Looking at it in more concrete terms, applying additional butanol toxicity data (ORL-RAT LD50 = 790 mg/kg) and making the jump that a rat model is reprentative of human mortality... a little more than two shot glasses (100 ml total) of butanol would kill 50% of people weighing 100 kgs (220 lbs). If you want to check my math you'll want to know that the specific gravity of butanol is ~ 0.8.

Sam Nejame


Actually the butanol is less toxic than heptane.

The LD50 is the amount of a substance in grams that results in 50% mortality. Since the LD50 of butanol is larger than heptane, it is actually less toxic. Another way to look at it is that more butanol is required to achieve the same number of dead rats.

Alex Kovnat

Actually even if butanol were an outright poison, I would regard it as an intellectual frustration for us not to utilize butanol only for that reason. The solution to the problem of toxicity is simple: Keep it out of reach of children, and take precautions to keep both liquid and vapor out of your system.
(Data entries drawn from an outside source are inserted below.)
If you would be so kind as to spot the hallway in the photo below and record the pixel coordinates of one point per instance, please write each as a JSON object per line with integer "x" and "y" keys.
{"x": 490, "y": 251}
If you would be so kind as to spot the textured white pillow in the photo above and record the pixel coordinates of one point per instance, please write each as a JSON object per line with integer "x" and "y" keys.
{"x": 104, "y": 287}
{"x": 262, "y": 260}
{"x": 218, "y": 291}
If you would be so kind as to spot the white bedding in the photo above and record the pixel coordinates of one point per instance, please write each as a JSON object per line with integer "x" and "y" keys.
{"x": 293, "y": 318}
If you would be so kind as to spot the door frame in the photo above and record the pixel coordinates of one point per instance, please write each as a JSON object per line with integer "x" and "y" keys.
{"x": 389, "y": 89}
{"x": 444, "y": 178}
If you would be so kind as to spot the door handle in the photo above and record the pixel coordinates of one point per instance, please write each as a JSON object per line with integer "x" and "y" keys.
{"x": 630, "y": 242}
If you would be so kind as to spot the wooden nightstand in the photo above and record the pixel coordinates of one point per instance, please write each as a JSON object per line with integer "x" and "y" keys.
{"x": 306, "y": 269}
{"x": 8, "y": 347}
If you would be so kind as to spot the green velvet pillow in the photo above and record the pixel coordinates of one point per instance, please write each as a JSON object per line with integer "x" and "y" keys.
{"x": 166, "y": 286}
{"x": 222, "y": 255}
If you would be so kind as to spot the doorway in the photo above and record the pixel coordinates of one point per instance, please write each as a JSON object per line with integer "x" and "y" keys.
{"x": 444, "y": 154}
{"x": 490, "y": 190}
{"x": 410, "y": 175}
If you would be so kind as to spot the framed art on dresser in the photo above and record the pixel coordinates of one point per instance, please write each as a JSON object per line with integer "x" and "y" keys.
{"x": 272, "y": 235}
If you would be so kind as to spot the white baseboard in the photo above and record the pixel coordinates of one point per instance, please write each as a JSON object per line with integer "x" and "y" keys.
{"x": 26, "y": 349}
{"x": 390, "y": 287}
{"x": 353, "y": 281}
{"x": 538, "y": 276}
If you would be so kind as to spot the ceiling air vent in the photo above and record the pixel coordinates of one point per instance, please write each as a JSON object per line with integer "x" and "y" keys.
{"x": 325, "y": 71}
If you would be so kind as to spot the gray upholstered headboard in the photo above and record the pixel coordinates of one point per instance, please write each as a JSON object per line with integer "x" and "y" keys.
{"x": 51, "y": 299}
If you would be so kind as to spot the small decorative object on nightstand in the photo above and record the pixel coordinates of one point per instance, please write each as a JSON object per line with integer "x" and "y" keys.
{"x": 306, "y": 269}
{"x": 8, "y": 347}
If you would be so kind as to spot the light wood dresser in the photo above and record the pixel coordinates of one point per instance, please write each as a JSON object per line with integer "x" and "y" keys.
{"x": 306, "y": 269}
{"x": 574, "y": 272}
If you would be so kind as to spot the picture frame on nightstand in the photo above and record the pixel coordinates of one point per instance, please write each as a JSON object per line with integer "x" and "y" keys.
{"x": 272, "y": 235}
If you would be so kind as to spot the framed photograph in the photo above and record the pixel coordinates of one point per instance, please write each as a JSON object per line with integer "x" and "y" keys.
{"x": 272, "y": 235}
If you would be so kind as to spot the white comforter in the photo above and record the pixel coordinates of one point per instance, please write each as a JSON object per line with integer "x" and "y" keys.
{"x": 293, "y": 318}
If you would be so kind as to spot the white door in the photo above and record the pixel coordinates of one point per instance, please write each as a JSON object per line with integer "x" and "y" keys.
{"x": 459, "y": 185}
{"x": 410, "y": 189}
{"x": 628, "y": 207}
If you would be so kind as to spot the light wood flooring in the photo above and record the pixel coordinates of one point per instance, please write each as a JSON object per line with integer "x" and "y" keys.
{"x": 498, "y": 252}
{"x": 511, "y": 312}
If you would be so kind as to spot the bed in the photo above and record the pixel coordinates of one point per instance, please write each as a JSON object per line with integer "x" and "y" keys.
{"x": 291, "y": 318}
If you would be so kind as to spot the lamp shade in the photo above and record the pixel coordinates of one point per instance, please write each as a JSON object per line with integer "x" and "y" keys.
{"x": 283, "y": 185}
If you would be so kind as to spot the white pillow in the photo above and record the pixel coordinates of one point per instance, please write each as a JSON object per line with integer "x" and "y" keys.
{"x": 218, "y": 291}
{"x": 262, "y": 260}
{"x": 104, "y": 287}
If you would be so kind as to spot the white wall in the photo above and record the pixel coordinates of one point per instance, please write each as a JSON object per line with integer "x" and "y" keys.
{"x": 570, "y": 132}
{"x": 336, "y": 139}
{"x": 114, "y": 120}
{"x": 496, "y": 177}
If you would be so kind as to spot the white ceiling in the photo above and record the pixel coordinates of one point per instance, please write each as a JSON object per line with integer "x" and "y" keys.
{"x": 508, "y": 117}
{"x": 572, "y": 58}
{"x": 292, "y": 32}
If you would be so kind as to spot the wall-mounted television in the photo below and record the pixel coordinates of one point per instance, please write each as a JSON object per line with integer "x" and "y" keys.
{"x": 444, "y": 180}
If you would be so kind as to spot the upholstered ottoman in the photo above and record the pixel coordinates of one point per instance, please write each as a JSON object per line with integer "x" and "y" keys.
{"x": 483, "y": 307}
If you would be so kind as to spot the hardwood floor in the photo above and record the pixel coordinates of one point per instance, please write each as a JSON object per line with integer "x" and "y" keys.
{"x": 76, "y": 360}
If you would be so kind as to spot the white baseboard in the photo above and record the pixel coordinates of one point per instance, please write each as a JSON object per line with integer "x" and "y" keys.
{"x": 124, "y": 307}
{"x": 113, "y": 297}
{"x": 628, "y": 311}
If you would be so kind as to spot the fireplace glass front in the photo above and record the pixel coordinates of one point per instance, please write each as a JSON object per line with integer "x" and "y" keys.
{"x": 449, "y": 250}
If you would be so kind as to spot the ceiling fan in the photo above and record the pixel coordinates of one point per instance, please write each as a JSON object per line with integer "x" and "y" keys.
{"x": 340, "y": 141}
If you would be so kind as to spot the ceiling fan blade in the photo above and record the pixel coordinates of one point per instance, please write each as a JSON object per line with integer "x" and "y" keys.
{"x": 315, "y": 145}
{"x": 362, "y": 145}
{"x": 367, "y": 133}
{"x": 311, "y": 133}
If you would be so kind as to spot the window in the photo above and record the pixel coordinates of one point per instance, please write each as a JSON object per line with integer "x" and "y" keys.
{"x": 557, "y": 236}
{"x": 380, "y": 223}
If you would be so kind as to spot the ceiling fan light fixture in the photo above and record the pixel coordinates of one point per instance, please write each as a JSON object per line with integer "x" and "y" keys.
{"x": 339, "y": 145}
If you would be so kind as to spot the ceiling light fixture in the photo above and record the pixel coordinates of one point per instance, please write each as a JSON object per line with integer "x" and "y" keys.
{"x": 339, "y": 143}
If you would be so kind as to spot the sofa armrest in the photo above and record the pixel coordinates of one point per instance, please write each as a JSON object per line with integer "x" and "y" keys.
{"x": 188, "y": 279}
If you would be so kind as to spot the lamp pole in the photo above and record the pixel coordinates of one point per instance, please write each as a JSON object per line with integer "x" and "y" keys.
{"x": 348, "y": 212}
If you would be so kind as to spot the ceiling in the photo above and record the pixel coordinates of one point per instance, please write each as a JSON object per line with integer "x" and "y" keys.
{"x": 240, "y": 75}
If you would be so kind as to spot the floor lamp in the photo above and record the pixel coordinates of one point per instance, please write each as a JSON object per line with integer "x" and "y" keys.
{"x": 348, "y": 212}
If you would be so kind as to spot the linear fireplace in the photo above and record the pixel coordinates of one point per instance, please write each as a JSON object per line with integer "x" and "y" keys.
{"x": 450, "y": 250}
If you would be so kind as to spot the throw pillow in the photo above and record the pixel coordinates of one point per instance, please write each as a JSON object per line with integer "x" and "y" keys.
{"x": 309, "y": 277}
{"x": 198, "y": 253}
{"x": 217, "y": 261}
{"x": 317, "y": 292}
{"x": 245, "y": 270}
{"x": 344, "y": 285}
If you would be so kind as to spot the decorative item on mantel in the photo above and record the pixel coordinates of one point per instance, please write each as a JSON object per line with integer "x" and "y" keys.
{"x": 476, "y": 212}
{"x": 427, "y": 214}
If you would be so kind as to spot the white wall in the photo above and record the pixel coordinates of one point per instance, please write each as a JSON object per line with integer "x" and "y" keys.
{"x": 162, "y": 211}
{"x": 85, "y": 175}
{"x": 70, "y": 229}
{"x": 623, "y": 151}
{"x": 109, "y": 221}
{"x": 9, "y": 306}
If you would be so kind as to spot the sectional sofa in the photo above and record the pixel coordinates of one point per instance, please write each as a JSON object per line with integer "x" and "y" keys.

This is true not only of butanol but also, ethanol and methanol as well. One is an addictive drug, the other is just plain poisonous. But again, I would consider it a frustration to give up either, or both, simply because they are not harmless to have in one's body.


hah awesome thanks


Thanks Jim, I could't understand that either.
Poisons are a problem for techs, supply chain etc, better handled these days but as bute is better according to Sams figures , that wouldnt be a bigger issue.